Sachiko remembered that there had been just such a bald, clowning chief-clerk in the Makioka shop. Today, with the larger of the old shops for the most part reorganized as joint-stock companies, “chief clerk” had become “director.” The old cloak and apron had been changed for the business suit, and the Semba dialect for standard Japanese, but the “director” himself was even now less an executive than an old apprentice, a man who had come as a boy to learn the business. Every Osaka shop had one or two of them, the bowing, bald-headed, talkative clerks who knew how to keep the master happy and how to make people laugh. It seemed likely that Itani had decided to invite Igarashi lest
the conversation lag.
Segoshi sat smiling through this exchange. He was very much as Sachiko and the rest had imagined him, though younger than in the picture—they would have taken him for no more than thirty-six or thirty-seven. The features were regular, but quite lacking in charm and distinction. It was, as Taeko had said, a most ordinary face. Indeed there was something very ordinary about the man in general—the height, the frame, the clothes, down to the choice of necktie. One searched in vain for the Parisian influence. Still he looked like a good, honest office worker, likable enough in his way.
He could be worse, thought Teinosuke. “And how long were you in Paris, Mr. Segoshi?”
“Two years exactly. It was a long time ago, though.”
“When was it?”
“Fifteen or sixteen years ago. Just after I finished school.”
“You were sent to the main office when you graduated, then?”
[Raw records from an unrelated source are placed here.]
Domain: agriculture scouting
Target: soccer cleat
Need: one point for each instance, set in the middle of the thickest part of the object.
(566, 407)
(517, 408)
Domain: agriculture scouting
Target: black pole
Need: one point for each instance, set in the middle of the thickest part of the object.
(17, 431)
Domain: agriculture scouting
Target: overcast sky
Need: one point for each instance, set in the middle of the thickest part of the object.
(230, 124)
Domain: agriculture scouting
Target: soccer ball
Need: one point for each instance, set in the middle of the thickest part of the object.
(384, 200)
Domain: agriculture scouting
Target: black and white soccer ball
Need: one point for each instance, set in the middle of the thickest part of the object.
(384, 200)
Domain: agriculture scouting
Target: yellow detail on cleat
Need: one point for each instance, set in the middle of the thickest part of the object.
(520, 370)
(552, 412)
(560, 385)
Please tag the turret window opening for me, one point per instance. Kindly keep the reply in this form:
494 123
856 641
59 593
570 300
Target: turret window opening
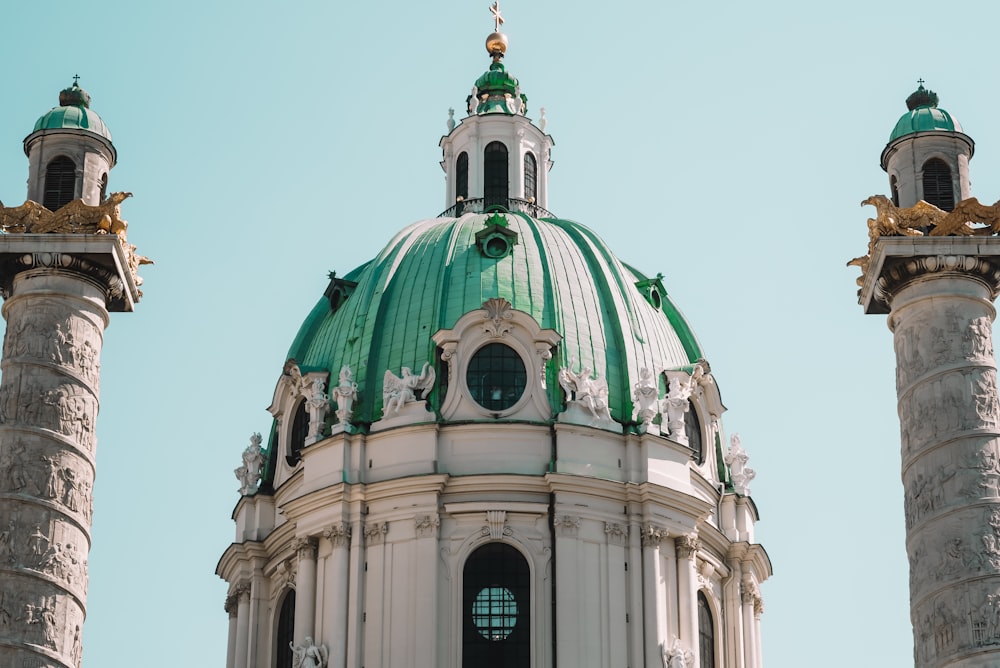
938 188
530 177
496 180
706 633
60 183
285 631
462 176
496 604
300 429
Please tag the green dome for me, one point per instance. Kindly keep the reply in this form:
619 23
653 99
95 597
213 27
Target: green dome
382 315
924 116
497 84
73 113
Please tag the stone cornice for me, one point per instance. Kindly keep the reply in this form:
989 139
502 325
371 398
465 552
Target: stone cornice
898 261
99 258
“No, the trip had nothing to do with the company. I didn’t go to work until I was back in Japan. My father had just died. The estate didn’t come to very much, but I did have a little money to spend, and off I went. If I had any aim in mind, I suppose it was to improve my French. And then I had a vague idea that I might find work. It turned out to be nothing more than a pleasure trip, though. I accomplished nothing—my French was no better afterwards, and of course I didn’t find work.”
“Segoshi is a very unusual person,” Murakami put in. “Most people hate the idea of coming home once they’re in Paris, but Segoshi was so homesick he had to come back.”
“Really? And why was that?”
“I hardly know. I suppose I expected too much.”
“You went to Paris to find how good Japan was—there’s nothing wrong with that. And is that why you want a Japanese-style wife?” Igarashi’s manner was joking, but he shot a glance at Yukiko, who was looking at her plate.
“I suppose your French has improved a great deal since you’ve been back,” said Teinosuke.